Introduction by Croakey: For decades, successive governments of all political persuasions in Australia have pushed and promoted privatisation agendas.

Privatisation has directly affected healthcare delivery as well as the determinants of health across many areas, including social policy, education, employment, prisons and infrastructure.

Yet, the impact of these policies upon health and equity has scarcely rated a mention, according to new research that calls for systematic action “to bring back private services into public control”.


Marie McInerney writes:

Privatisation of public services in Australia over the past three decades is likely to have had an adverse impact on population health and contributed to the increase in health inequities, according to a review by Stretton Health Equity at the University of Adelaide.

Researchers Dr Julia Anaf, Dr Toby Freeman and Professor Fran Baum report that their narrative review looking for the health impacts of privatisation in Australia found “little evidence for the benefits of privatisation, with a need for greater attention to political and commercial determinants of health in policy formation and in research”.

“Our review found no evidence of equity considerations being built into privatisation projects,” they wrote.

They noted that the costs and benefits of privatisation have been “borne inequitably, with a clear transfer of public funds and resources to the private sector with health inequities flowing from these social and economic inequities”.

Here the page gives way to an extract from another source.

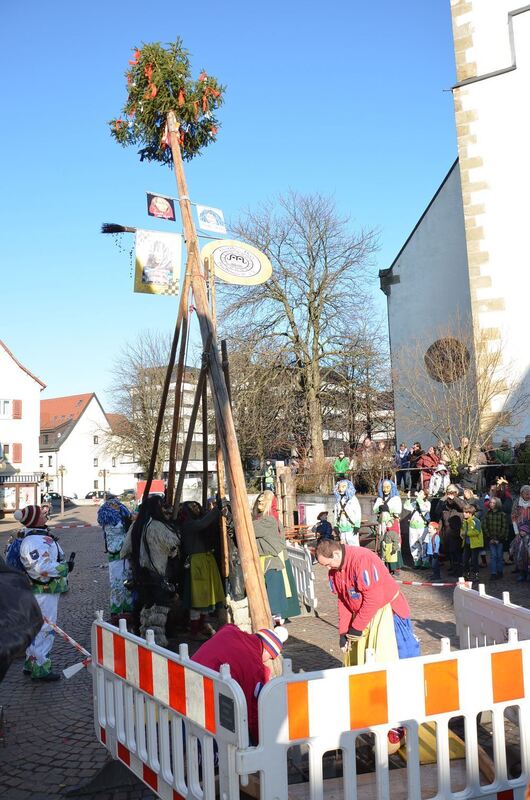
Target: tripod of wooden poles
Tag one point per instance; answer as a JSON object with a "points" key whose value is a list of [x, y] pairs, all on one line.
{"points": [[199, 280]]}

As she reported recently for Croakey, Baum participated in the 5th People’s Health Assembly in Argentina this month, where the People’s Health Movement (PHM) denounced the global trend towards privatisation of healthcare, saying it has “created multi-tiered health systems where the rich can afford the best privatised healthcare and people in poverty have little access and minimal services.”

Recommendations

The Stretton narrative review, published last week in the Globalization and Health journal, says that different forms of privatisation and impacts are difficult to overcome because they are so embedded in the current political landscape.

To deal with that in the short-term will require fairer contracts, better governance, accountability, and regulation, the researchers say. But in the longer term, they argue there is a strong case for re-nationalising a broad scope of public assets, including electricity transmission, airports and roads.

The review showed the COVID-19 pandemic had “particularly challenged the privatisation narrative, forcing government to re-evaluate the role of the public sector”, they wrote, pointing to the Victorian decision to revive its State Electricity Commission to fast-track de-carbonisation “as the Government lacks confidence that the private sector can do so in a timely manner”.

The review cites a 2014 McKell Institute investigation into ownership of the health system that warned that “privatising public assets is a business ‘fraught with risk’, especially in relation to healthcare”.

It showed that private operators “may choose to only manage the most profitable services, leaving the public sector to undertake the more difficult and costly work”.

The authors also quote an analysis by health policy expert Professor Stephen Duckett of public-private partnerships for hospitals that indicated a very high failure rate, “probably in excess of 50 percent”.

Critically, they write, the McKell Institute argued that policy makers considering widespread health privatisation should first determine whether it “risks eroding the concept of universal healthcare and whether it could threaten equity of access”.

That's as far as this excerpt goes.